Tan decisiva fue la actuación de la Junta Municipal de Sanidad de El
Puerto, que en la segunda mitad del siglo XIX en todas las reuniones celebradas
aparece la viruela entre los puntos a tratar. Bien se trataba de un expediente
suelto relativo a enfermos de viruela “que se dice existen en la calle San
Francisco de Paula, 7”, bien se recibían informes de visitas realizadas, relación
de vacunaciones, visitas a escuelas o medidas generales a poner en práctica.
El apartado de las visitas domiciliarias aparece aquí como novedoso, ya que
se acordaba que “los tenientes de alcalde de barrio en compañía de un miembro de
la Junta de Sanidad practicarán visitas domiciliarias, denunciando a la alcaldía
aquellas viviendas que no reúnan las condiciones de higiene y que puedan ser
focos de infección”. En los casos que se detectasen enfermos en las viviendas,
estos debían aislarse y en caso de fallecimiento “adoptándose las fumigaciones
y demás medidas que la higiene aconseja para sanear las habitaciones o focos infecciosos”.
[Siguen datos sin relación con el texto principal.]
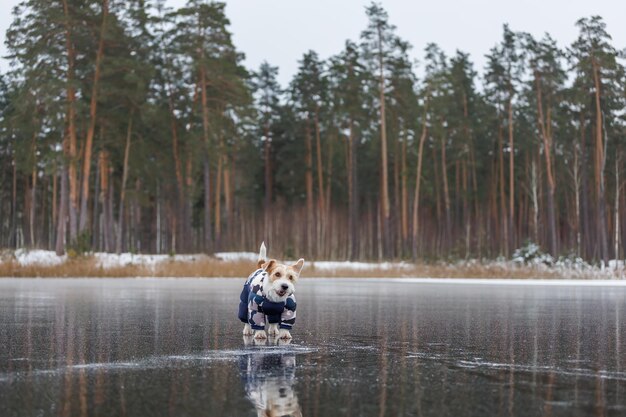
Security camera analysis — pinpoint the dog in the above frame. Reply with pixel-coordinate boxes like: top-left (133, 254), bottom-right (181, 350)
top-left (238, 242), bottom-right (304, 339)
top-left (239, 336), bottom-right (302, 417)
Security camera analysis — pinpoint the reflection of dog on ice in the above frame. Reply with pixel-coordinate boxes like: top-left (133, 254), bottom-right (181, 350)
top-left (239, 338), bottom-right (302, 417)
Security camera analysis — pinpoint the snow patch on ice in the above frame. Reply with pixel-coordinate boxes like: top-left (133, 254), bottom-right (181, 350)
top-left (213, 252), bottom-right (259, 262)
top-left (14, 249), bottom-right (67, 266)
top-left (311, 261), bottom-right (413, 271)
top-left (93, 252), bottom-right (207, 269)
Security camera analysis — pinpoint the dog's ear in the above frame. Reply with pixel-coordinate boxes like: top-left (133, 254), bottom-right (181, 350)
top-left (261, 259), bottom-right (276, 274)
top-left (291, 258), bottom-right (304, 275)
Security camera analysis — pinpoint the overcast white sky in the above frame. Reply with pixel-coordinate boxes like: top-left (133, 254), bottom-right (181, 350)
top-left (0, 0), bottom-right (626, 85)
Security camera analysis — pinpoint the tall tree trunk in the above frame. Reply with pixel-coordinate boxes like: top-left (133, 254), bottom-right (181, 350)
top-left (304, 119), bottom-right (315, 256)
top-left (63, 0), bottom-right (78, 242)
top-left (200, 65), bottom-right (212, 251)
top-left (592, 59), bottom-right (609, 263)
top-left (215, 155), bottom-right (223, 250)
top-left (613, 155), bottom-right (621, 259)
top-left (507, 96), bottom-right (516, 255)
top-left (98, 150), bottom-right (113, 252)
top-left (535, 71), bottom-right (559, 256)
top-left (313, 109), bottom-right (326, 256)
top-left (580, 113), bottom-right (595, 258)
top-left (263, 123), bottom-right (272, 242)
top-left (441, 134), bottom-right (452, 245)
top-left (412, 101), bottom-right (428, 260)
top-left (115, 111), bottom-right (133, 254)
top-left (55, 165), bottom-right (69, 256)
top-left (378, 23), bottom-right (391, 256)
top-left (348, 119), bottom-right (359, 261)
top-left (78, 0), bottom-right (109, 233)
top-left (400, 130), bottom-right (409, 255)
top-left (28, 169), bottom-right (36, 247)
top-left (498, 125), bottom-right (510, 256)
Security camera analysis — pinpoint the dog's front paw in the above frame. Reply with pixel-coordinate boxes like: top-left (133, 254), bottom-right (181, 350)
top-left (243, 324), bottom-right (254, 336)
top-left (267, 323), bottom-right (279, 337)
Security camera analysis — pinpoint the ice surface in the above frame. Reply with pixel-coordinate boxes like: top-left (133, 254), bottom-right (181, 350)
top-left (0, 278), bottom-right (626, 417)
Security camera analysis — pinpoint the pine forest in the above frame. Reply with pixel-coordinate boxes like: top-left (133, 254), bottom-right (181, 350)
top-left (0, 0), bottom-right (626, 262)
Por último se manifestaba la intención que se adoptasen todas las medidas
de carácter general que tienen relación con la salubridad, higiene y policía de
la población.
El ayuntamiento de la época supo leer con
acierto que debería cuidar dos medidas de Salud Pública imprescindibles
para proteger el bienestar de sus ciudadanos, que se habían puesto de
manifiesto a lo largo de los años, la potabilización del agua y la vacunación.